Harry terdiam dengan wajah kakunya. Aku tau dia sedang menahan emosinya.

"Sekarang pergilah kumohon. Aku ingin kehidupan normal ku kembali." Pinta ku dengan sesekali terisak. Aku tau isakan ku membuat Harry semakin marah, namun aku tak sengaja membuat diriku terisak seperti ini.

"Kehidupan normal? Dengan pakaian seperti itu? Kau mau hidup normal tapi kau malah merubah dirimu menjadi terlihat seperti pelacur! Memang pantas aku menukar mu dengan sebungkus ganja. Ganja lebih terlihat berkelas daripada dirimu yang sekarang!"

"BRENGSEK! PERGI!" Teriakku dengan keras lalu menutup pintu sekeras-kerasnya. Kau tau apa yang lebih menyakitkan saat ini? Mendengar Harry berbicara seperti itu. Sungguh ini membuat ku semakin tak bisa menahan tangisku. Rasa nyeri di dadaku semakin membuatku ingin menyudahi hidup ini. Aku tidak tahan ketika kata-kata dan suara Harry terus menerus terdengar ditelinga ku. Rasanya seperti seluruh manusia di dunia menyebut ku pelacur seperti Harry menyebutku demikian.

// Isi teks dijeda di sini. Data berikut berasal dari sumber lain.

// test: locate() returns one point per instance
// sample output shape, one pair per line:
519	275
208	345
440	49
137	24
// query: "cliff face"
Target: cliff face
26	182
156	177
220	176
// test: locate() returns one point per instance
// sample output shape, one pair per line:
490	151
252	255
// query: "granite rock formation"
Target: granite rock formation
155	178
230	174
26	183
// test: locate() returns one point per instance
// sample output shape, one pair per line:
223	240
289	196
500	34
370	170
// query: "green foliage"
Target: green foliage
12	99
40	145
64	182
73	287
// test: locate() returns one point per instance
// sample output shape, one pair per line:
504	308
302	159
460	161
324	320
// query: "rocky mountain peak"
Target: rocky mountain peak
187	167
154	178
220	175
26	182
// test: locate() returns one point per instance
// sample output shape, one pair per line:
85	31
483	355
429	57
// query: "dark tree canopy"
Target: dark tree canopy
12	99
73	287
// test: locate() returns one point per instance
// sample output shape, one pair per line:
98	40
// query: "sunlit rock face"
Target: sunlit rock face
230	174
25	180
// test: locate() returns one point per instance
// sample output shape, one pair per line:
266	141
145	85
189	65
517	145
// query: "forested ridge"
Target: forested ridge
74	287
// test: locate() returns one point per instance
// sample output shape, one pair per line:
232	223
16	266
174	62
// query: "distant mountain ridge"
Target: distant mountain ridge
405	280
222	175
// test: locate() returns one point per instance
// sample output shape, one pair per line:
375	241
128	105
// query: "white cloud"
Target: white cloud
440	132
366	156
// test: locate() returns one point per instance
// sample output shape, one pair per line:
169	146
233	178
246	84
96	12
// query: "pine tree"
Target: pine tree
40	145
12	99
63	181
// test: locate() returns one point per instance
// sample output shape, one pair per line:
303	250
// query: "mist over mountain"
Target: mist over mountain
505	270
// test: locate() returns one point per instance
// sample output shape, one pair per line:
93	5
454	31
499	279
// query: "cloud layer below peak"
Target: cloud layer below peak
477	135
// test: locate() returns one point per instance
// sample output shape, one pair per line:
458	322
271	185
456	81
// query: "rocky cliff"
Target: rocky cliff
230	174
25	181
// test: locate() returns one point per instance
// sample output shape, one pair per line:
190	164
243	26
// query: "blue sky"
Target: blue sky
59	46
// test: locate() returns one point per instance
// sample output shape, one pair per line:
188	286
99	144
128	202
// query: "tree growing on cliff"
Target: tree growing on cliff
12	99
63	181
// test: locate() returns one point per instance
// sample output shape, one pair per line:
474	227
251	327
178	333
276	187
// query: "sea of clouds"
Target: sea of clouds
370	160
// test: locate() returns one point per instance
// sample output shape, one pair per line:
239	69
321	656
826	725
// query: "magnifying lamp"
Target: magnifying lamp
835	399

Kuharap aku tak pernah mengenalnya selama ini. Aku salah menilai Harry. Aku salah berteman dengan pecundang sepertinya.

Aku mengutuk diriku sendiri karena begitu menyayangi Harry. Aku menjambak rambutku ketika mengingat aku memohon Harry untuk melakukan sex denganku.

Aku gadis terbodoh di dunia karena mencintai pria brengsek seperti Harry.

*****

"Abby kau sudah siap? Aku tunggu di mobil." Suara Lou membuat ku cepat-cepat memoleskan lipstik pada bibir ku dan segera turun untuk menemuinya.

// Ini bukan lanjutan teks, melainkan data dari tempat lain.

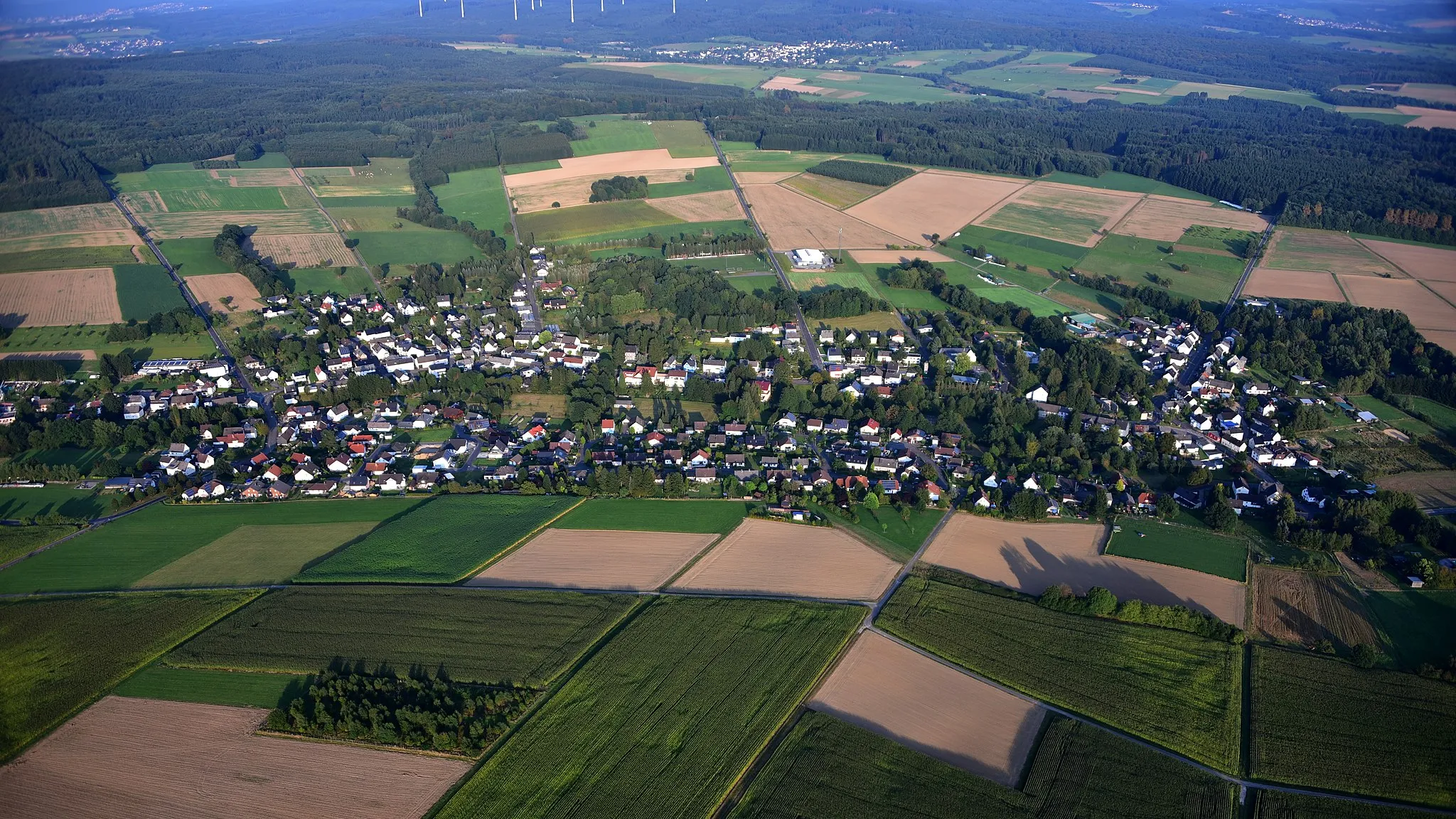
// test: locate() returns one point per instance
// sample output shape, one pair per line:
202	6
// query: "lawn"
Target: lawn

Hari ini mungkin hari besar untukku. Aku akan pergi ke London dan kuliah di sana. Tinggal bersama ibu dan keluarga lainnya.

"Hei, jangan lupa untuk mengunci pintunya." Teriak Louis mengingatkan.

Aku kembali memasuki rumah untuk terakhir kalinya. Rumah ini sudah kosong. Hanya tinggal bangunan dan akan segera menjadi milik orang lain. Ya ibu menjualnya untuk biaya kuliah ku di London.

Aku memposisikan bokong ku bersentuhan dengan lantai. Memandangi setiap sudut rumah yang telah lama ku tinggali ini. Mengingat setiap memori yang tercipta dalam rumah ini. Ingatan akan ayah, ibu, bahkan Harry.

Pertengkaran terakhir ku dengan Harry juga terjadi dirumah ini. Bagaimana aku berani marah padanya, bagaimana aku membuatnya tak bisa berkata-kata untuk pertama kalinya, dan bagaimana ia menyebutku pelacur pada hari itu. Perkataannya membuatku gagal menghadiri acara wisuda karena aku sangat amat berantakan pada hari itu.

Tapi kini semua itu tinggal kenangan. Bahkan yang aku tau Harry sudah lebih dulu meninggalkan Orlando dan pindah entah kemana bersama orang tuannya. Tak pernah ada kabar darinya lagi setelah kejadian di hari wisuda itu.

Aku segera berdiri setelah mendengar suara klakson mobil Louis. "Selamat tinggal." Bisikku yang ku tujukan untuk rumah penuh kenangan ini.

Dengan meninggalkan kota ini, aku berharap bisa meninggalkan kenangan itu bersama kota ini. Aku ingin hidup baru di London. Aku ingin memulainya lagi mungkin tidak dari nol, tapi aku akan memperbaiki kehidupan ku.

Selamat tinggal Florida. Selamat tinggal Harry.